Rodrigo A. Fernández con uno de los zapatos que fabrica Diplomatic
Rodrigo A. Fernández con uno de los zapatos que fabrica Diplomatic - ABC
LA ESPAÑA HECHA A SÍ MISMO

Diplomatic, calzado exclusivo cosido a mano en España

La firma fundada por Rodrigo A. Fernández ha doblado este año sus ventas y en 2018 espera hacerlo de nuevo

MadridActualizado:

La crisis, lejos de ser una barrera, se convirtió en una gran ventaja para muchos jóvenes empresarios, que vieron en los seis largos años de recesión una buena oportunidad para hacer negocios en España. Rodrigo A. Fernández lo hizo cuando las estadísticas comenzaron a arrojar algo de luz sobre la economía, en 2014. Ese año puso en marcha Diplomatic, una firma que hoy viste a políticos como Esperanza Aguirre, al expresidente de Colombia, Andrés Pastrana o a modelos como Helen Svedin.

Este joven emprendedor comenzó vendiendo en la oficina de su padre bajo cita previa a amigos, pero pronto se dio cuenta de que, a pesar de ser un mercado muy competitivo, ofreciendo una buena relación calidad-precio y un servicio cercano podría hacerse un hueco en el sector del calzado. Todos sus productos llevan el sello «made in Spain». Sus elegantes zapatos, clásicos de toda la vida, y sus exclusivas alpargatas o espadrilles están fabricados a mano por artesanos experimentados. «Fabricar en España aporta un valor incalculable al producto. Y no tanto por la obligación ética y moral de aportar con impuestos a tu país, sino porque tenemos a los mejores artesanos del zapato», explica Rodrigo.

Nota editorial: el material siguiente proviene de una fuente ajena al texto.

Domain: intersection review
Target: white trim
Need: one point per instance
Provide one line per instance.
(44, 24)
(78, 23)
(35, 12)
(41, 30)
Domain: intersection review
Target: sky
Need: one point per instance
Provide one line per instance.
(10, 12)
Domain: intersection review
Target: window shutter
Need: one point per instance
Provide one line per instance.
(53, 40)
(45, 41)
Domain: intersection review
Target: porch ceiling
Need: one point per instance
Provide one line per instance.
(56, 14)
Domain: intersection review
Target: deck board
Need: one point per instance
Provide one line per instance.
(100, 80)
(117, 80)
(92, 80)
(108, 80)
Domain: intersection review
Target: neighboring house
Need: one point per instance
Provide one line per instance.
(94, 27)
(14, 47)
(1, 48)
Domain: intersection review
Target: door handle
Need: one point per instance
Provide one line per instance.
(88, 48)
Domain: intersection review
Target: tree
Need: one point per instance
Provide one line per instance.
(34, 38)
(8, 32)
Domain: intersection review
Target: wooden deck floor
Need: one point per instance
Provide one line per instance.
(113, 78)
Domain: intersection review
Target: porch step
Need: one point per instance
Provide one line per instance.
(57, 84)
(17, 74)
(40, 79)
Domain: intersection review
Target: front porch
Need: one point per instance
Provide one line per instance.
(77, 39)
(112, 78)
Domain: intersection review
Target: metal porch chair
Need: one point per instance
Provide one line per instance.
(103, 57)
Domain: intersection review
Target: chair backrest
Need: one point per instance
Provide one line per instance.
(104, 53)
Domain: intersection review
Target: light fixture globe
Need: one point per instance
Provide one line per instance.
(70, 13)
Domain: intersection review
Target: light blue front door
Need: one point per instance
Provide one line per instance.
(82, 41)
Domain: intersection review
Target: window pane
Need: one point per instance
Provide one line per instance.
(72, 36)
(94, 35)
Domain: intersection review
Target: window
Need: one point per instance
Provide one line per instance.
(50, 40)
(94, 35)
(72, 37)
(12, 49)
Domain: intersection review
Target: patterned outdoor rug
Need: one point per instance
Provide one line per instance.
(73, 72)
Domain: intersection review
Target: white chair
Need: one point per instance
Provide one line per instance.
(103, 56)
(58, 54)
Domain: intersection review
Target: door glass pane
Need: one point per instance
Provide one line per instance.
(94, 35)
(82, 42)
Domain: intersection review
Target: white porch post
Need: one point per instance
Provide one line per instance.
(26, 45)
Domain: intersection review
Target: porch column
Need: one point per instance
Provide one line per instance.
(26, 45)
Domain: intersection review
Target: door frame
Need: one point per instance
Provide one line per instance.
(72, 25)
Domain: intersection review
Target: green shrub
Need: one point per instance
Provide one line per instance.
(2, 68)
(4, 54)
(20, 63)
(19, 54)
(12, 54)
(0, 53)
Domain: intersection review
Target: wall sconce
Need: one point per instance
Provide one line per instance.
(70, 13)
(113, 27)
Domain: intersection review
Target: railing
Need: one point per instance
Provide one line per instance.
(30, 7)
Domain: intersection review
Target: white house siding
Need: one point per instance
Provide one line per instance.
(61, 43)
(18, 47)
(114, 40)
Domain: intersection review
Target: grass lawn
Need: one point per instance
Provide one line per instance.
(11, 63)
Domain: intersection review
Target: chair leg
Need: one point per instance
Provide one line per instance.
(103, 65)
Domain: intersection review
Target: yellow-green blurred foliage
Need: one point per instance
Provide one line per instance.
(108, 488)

Uno de los modelos de la firma española
Uno de los modelos de la firma española - ABC

El 70% de las ventas de esta empresa están canalizadas a través de su página web y el 30% restante en varias tiendas con las que ha llegado a un acuerdo de colaboración. Entre sus proyectos está abrir en 2018 su primer establecimiento en Madrid. «Inauguraremos nuestra primera tienda el próximo verano. Hemos tomado la decisión animados porque cada vez es más la gente que quiere conocernos, que desea ver el producto. Y esto no es posible sin una tienda física», explica.

El precio de los productos

Este empresario insiste en que el contacto directo con el cliente sigue siendo muy importante en el modelo de empresa del siglo XXI. «Vivimos en una sociedad en la que todo está automatizado -asegura- y muchas veces no sabes ni siquiera quién esta detrás de los proyectos». Hace hincapié en que su objetivo es que «la gente nos conozca, sepa como trabajamos, dónde fabricamos, incluso hemos decidido publicar en los próximos meses nuestros costes y gastos fijos para que los clientes valoren lo que cuesta hacer productos de calidad». (www.diplomaticbrand.es).

Este año Diplomatic ha vendido un 100% más que en 2016. Y la previsión para 2018 es duplicar de nuevo sus ventas. «Si se cumplieran nuestros objetivos nos plantearíamos importantes retos», apunta. Este emprendedor afirma que la clave de su éxito está en la relación calidad-precio de sus productos. «Además del diseño presto mucha atención a la comodidad. Si te compras unos zapatos que no te resultan cómodos, no repetirás. Tenemos muchos clientes -apunta- que una vez prueban nuestro calzado nos llaman o nos escriben para decirnos que son los zapatos más cómodos que han probado». Fabricación, experiencia y calidad de las materias primas, son determinantes para lograr un buen producto, relata este empresario.

Cuidar la imagen

Cuidar la imagen de la marca es otra de las áreas en la que Diplomatic insiste. Cada vez más los consumidores se fijan en una marca, no solo por los productos que ofrece, también en la forma de distinguirse del resto de competidores. «Nosotros, a pesar de que el calzado no deja de ser un producto clásico, intentamos mostrar una imagen renovada y fresca. Lo que llamamos, clásicos renovados».

Rodrigo A. Fernández prepara ya su colección de espaldrilles para el próximo verano, «probablemente el resultado de lo mejor de los tres años de vida de la marca», agrega. Al mismo tiempo ha lanzado junto a un amigos Hestrap, una marca de correas de piel «vintage» basada en relojes y automóviles clásicos. Avanza que en unas semanas estarán a la venta en Amazon y que son varias las joyerías que se han interesado por el producto.

Cuando se le pregunta si es fácil emprender en España manifiesta un no rotundo. «Si nos comparamos con los países de referencia en emprendimiento, estamos muy lejos. Y es una pena porque muchos jóvenes con ganas de desarrollar proyectos interesantes están yéndose a otros países», concluye este joven emprendedor.